I’ve decided to upgrade today’s climate embarrassment to a Category 1 climate scandal. But there’s a back story to go with it.
About ten years back I organized a high level conference in Washington, with participants from Europe and Asia as well as the U.S., on the arcane subject of greenhouse gas emissions forecasting. Forget for the moment the intricacies of computer climate modeling and temperature forecasts—what estimate do you plug into the models for expected emissions for, say, the year 2050? How do your arrive at those estimates, especially for the developing world? And regardless of whether the computer climate models are any good, there is the old “GIGO” problem from Day 1 of computer science: garbage in, garbage out.
It is not as simple a question as you might think, and it isn’t just a matter of extrapolating from recent trends. I’ll spare the wonky details, except to say that when you look into climate forecasts, there aren’t just one or two emissions forecasts; there were, as of 2004, about 40 of them. Some of them were plainly absurd, projecting, for example, extremely high rates of economic growth for North Korea, among others. One of the experts who worked on the forecasts for the UN was good enough to admit candidly that some of the emissions forecasts were entirely political in their origin, because in these UN gabfests many poor nations objected to any analysis that assumed that they wouldn’t be growing at rapid rates. In other words, many of the projections (especially some of the high end ones) should be ignored.

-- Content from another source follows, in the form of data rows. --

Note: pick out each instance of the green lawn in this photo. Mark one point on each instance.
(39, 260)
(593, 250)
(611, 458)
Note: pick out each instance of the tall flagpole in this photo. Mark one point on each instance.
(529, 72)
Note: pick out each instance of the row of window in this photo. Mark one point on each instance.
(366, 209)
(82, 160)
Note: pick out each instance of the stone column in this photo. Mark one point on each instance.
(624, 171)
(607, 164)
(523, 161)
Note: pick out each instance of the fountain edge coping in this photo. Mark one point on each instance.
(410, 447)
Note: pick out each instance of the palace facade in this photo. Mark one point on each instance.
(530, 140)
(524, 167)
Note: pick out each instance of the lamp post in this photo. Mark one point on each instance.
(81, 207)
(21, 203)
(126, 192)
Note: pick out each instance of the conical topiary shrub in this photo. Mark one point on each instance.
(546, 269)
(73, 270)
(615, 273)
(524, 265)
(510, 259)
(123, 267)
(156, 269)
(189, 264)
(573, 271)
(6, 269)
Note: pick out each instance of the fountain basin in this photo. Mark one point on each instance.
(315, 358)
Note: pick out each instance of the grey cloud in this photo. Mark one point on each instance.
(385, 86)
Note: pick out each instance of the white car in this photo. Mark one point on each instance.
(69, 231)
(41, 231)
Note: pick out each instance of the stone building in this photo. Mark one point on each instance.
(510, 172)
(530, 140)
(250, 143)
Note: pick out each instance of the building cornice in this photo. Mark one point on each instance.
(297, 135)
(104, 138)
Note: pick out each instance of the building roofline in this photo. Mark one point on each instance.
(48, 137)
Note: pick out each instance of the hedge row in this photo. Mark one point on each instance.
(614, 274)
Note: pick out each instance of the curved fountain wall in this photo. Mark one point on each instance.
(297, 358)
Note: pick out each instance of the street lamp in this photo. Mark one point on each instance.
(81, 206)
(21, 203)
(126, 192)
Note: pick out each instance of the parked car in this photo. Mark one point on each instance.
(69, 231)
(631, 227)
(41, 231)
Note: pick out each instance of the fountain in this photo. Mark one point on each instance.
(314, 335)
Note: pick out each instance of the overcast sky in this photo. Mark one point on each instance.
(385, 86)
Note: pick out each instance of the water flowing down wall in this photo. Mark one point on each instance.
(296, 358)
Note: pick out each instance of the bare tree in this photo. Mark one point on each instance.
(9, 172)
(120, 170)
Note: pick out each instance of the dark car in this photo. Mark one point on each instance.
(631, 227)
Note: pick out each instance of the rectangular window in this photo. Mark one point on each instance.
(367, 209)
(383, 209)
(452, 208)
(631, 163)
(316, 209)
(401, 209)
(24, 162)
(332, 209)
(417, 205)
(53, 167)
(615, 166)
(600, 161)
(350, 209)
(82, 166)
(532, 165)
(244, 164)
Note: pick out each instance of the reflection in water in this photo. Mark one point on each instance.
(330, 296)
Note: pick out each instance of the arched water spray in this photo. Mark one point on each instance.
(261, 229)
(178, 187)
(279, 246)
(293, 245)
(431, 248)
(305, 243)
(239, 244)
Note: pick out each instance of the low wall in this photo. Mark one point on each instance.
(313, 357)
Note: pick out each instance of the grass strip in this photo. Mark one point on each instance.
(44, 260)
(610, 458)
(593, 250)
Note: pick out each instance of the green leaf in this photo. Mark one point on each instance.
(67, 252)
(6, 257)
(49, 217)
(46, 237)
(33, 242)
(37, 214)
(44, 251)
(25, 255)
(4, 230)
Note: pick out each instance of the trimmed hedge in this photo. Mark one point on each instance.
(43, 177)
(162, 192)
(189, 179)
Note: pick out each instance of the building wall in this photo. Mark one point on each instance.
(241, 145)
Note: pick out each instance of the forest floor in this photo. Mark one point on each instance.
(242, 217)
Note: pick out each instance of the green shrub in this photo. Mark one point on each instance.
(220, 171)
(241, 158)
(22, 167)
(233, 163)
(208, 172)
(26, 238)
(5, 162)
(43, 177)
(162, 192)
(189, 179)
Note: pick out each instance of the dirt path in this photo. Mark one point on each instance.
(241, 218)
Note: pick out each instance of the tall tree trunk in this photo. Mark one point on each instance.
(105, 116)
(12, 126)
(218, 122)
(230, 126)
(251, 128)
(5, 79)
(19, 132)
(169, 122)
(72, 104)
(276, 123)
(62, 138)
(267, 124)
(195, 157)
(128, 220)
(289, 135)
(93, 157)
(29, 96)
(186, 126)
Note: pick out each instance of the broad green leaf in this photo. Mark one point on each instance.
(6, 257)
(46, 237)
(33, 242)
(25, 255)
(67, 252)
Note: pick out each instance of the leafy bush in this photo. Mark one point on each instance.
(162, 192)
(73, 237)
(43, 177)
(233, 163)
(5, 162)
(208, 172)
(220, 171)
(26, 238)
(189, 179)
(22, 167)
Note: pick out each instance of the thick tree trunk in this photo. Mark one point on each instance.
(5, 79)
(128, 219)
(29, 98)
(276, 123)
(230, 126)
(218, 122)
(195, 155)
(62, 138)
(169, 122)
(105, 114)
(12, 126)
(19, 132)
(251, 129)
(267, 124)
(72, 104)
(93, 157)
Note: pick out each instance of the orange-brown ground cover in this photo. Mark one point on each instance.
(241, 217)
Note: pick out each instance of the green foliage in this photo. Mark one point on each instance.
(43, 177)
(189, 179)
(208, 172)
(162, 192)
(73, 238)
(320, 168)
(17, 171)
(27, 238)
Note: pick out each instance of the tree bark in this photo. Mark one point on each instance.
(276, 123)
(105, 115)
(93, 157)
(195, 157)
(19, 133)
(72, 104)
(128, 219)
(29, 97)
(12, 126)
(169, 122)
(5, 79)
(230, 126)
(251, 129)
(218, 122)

This is preface to the story reported yesterday by National Geographic on political pressures to omit certain emissions data from the most recent IPCC climate report:
When the United Nations’ last major climate change report was released in April, it omitted some country-specific emissions data for political reasons, a trio of new papers argue, sounding a warning bell about the global politicization of climate science.

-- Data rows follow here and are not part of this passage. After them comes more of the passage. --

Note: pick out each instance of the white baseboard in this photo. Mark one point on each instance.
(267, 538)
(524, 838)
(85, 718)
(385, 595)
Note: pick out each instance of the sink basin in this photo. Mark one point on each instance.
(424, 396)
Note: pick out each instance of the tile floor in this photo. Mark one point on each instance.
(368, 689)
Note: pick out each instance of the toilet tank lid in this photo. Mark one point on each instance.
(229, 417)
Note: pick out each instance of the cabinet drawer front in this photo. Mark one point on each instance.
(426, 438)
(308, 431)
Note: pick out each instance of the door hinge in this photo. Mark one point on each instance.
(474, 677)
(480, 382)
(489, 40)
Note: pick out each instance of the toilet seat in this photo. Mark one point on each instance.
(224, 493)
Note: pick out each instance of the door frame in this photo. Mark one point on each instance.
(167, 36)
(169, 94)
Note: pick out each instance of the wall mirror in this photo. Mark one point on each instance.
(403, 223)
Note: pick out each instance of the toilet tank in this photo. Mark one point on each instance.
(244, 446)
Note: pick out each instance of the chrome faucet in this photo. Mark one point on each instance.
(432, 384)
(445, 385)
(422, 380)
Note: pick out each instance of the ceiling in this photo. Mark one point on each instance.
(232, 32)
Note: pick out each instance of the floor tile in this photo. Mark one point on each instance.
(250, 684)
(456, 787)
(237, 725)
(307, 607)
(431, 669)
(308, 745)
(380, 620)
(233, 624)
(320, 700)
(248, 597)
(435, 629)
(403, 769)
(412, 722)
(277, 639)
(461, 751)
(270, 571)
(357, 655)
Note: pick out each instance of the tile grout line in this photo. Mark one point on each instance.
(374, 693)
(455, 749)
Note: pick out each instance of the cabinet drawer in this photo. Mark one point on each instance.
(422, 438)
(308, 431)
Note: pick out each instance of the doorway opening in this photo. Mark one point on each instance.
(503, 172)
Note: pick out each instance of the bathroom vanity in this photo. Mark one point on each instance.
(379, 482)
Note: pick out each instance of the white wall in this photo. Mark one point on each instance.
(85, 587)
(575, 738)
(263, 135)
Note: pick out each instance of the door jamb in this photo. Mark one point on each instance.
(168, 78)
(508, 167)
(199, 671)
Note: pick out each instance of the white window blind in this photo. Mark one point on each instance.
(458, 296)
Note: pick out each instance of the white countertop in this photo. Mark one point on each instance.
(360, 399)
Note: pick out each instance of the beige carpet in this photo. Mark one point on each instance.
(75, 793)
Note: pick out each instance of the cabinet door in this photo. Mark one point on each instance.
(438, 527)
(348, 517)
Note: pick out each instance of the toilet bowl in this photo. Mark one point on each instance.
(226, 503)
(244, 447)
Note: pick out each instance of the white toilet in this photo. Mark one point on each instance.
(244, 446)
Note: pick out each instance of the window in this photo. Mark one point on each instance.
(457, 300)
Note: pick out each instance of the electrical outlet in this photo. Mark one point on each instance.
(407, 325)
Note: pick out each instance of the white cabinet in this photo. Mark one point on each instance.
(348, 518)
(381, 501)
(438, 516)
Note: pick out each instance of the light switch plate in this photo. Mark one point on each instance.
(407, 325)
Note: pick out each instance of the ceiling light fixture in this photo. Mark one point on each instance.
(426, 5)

Although the underlying technical material in the IPCC’s fifth major report was widely agreed upon and published intact, “heated negotiations among scientific authors and diplomats led to substantial deletion of figures and text from the influential ‘Summary for Policy-makers,'” writes Brad Wible, an editor at the journal Science, in the introduction to three papers published Thursday.

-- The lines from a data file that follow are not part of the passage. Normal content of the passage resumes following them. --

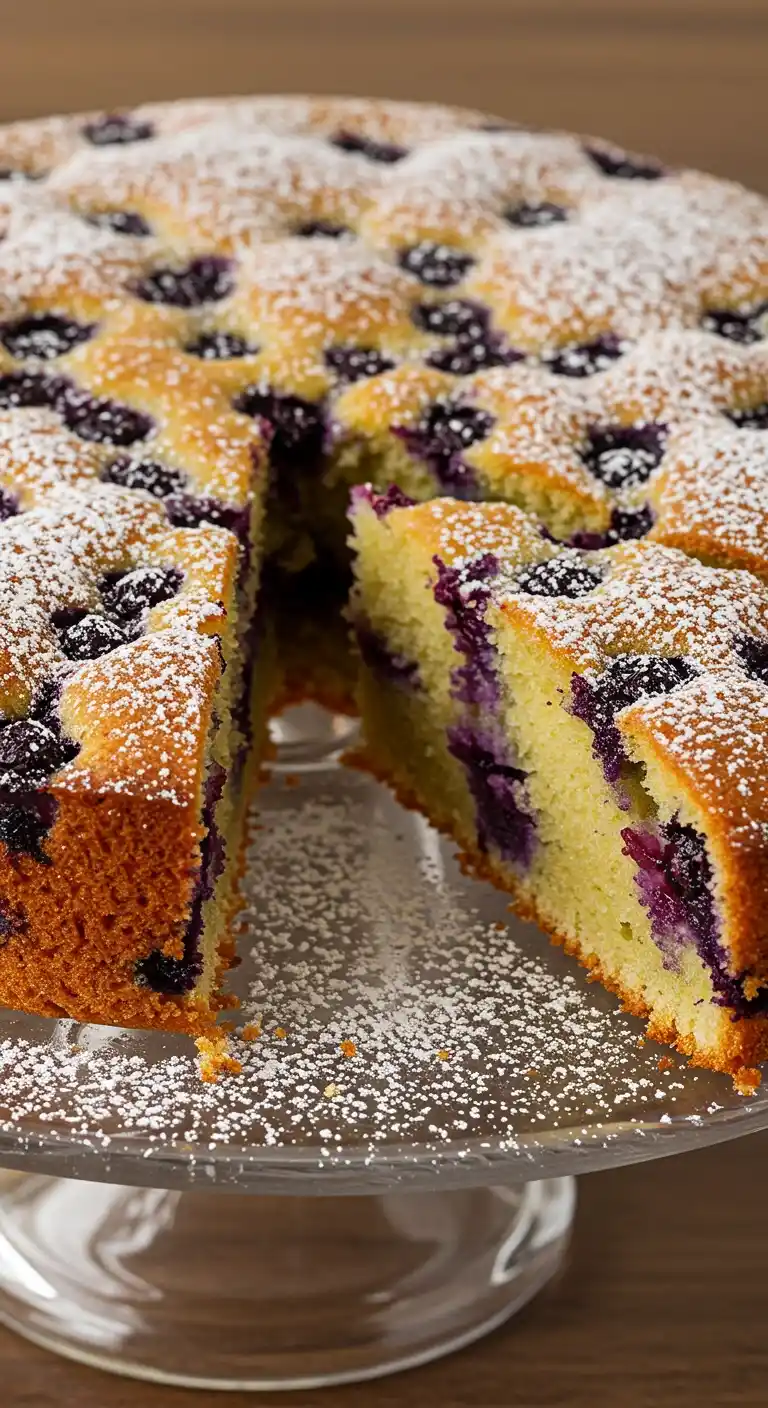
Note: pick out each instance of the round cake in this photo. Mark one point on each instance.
(547, 361)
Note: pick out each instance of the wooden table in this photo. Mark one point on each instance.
(665, 1301)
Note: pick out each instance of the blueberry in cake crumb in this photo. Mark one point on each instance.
(434, 264)
(750, 417)
(446, 432)
(206, 279)
(624, 680)
(622, 456)
(743, 325)
(138, 590)
(104, 421)
(321, 230)
(220, 347)
(385, 152)
(120, 223)
(44, 335)
(585, 358)
(536, 214)
(562, 576)
(92, 637)
(33, 389)
(623, 165)
(144, 473)
(117, 130)
(354, 363)
(298, 425)
(753, 656)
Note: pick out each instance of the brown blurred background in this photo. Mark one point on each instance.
(684, 78)
(665, 1301)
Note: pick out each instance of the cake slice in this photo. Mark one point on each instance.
(123, 751)
(592, 730)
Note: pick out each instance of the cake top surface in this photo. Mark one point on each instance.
(192, 289)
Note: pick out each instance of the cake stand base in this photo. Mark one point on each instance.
(234, 1291)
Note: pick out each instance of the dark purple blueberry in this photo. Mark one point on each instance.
(120, 223)
(386, 152)
(382, 504)
(624, 680)
(562, 576)
(622, 456)
(298, 427)
(440, 441)
(354, 363)
(674, 880)
(585, 358)
(220, 347)
(753, 655)
(144, 473)
(739, 324)
(623, 165)
(321, 230)
(464, 593)
(385, 662)
(9, 504)
(92, 637)
(750, 417)
(536, 214)
(206, 279)
(437, 265)
(107, 423)
(33, 389)
(44, 335)
(505, 822)
(30, 746)
(166, 975)
(190, 510)
(140, 590)
(117, 130)
(23, 830)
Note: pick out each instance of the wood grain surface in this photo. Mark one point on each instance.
(665, 1298)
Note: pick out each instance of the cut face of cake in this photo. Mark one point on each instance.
(592, 730)
(219, 318)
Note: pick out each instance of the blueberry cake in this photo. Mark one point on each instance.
(219, 321)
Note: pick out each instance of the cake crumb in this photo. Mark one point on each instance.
(214, 1059)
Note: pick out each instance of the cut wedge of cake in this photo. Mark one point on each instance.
(592, 730)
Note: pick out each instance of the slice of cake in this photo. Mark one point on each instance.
(592, 730)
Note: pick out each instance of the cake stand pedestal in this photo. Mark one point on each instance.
(392, 1173)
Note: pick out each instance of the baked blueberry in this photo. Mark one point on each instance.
(120, 223)
(321, 230)
(298, 425)
(220, 347)
(624, 680)
(44, 335)
(585, 358)
(144, 473)
(33, 389)
(92, 637)
(206, 279)
(623, 165)
(117, 130)
(140, 590)
(562, 576)
(750, 417)
(354, 363)
(536, 214)
(622, 456)
(386, 152)
(107, 423)
(434, 264)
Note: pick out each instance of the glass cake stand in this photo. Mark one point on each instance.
(391, 1174)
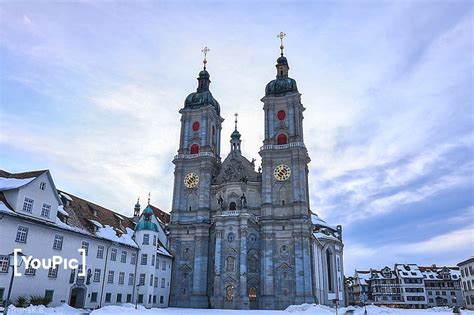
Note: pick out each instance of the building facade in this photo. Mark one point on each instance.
(467, 279)
(126, 258)
(406, 286)
(244, 238)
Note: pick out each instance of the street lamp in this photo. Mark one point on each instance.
(20, 254)
(335, 303)
(136, 300)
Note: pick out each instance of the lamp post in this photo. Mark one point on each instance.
(7, 303)
(335, 303)
(136, 300)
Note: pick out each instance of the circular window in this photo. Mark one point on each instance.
(281, 115)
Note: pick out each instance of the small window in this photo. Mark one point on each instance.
(21, 234)
(85, 246)
(194, 149)
(281, 115)
(46, 210)
(113, 254)
(282, 139)
(53, 272)
(144, 259)
(58, 242)
(146, 239)
(94, 297)
(28, 205)
(97, 275)
(100, 251)
(4, 263)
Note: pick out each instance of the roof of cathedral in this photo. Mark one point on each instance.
(202, 96)
(283, 84)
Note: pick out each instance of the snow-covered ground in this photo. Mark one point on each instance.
(305, 309)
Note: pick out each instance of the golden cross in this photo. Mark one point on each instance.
(236, 120)
(205, 50)
(280, 36)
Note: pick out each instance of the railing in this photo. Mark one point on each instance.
(282, 146)
(192, 156)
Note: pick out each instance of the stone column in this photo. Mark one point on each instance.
(243, 267)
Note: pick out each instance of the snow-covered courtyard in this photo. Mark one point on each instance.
(304, 309)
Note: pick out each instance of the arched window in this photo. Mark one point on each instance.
(282, 139)
(230, 263)
(329, 270)
(195, 149)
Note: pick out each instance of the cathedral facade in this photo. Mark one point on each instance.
(246, 238)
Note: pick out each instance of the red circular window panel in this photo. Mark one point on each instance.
(281, 115)
(194, 149)
(282, 139)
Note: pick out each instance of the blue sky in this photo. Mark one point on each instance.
(91, 90)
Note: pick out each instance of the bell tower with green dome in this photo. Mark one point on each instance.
(196, 164)
(285, 216)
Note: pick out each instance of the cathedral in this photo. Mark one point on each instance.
(246, 238)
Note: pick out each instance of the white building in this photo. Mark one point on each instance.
(467, 279)
(126, 258)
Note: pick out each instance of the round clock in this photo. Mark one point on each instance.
(282, 172)
(191, 180)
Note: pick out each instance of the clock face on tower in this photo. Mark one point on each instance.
(282, 172)
(191, 180)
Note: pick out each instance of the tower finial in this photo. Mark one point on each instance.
(281, 36)
(236, 115)
(205, 50)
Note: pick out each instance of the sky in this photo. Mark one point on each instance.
(91, 91)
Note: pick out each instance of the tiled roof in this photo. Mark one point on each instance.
(160, 214)
(81, 214)
(23, 175)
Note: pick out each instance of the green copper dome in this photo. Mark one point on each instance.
(145, 222)
(202, 97)
(280, 87)
(283, 84)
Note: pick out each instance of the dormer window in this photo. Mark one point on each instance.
(28, 205)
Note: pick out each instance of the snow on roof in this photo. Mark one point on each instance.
(65, 196)
(408, 271)
(62, 211)
(13, 183)
(316, 220)
(109, 233)
(323, 235)
(97, 224)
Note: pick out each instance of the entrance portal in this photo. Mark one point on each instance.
(78, 297)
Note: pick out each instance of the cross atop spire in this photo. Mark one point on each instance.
(205, 50)
(281, 36)
(236, 115)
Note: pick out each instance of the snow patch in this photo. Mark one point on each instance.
(12, 183)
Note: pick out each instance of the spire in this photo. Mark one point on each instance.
(204, 75)
(280, 36)
(282, 62)
(205, 50)
(235, 138)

Who would have thunk that politics might find its way into these UN reports?
Further down the piece references an open letter from Rob Stavins of Harvard University, an environmental economist I know slightly and have debated a couple of times. He’s a convinced climateer, but he thinks the IPCC process is too politicized and is broken:
I fully understand that the government representatives were seeking to meet their own responsibilities toward their respective governments by upholding their countries’ interests, but in some cases this turned out to be problematic for the scientific integrity of the IPCC Summary for Policymakers. . .
Again, I am shocked, shocked, to hear that government officials would put their own nation’s interests first in these international gatherings. But I am sure this will change by the time of the next big UN climate treaty meeting next summer in Paris. Besides, I hear Barack Obama might show up, so there’s that.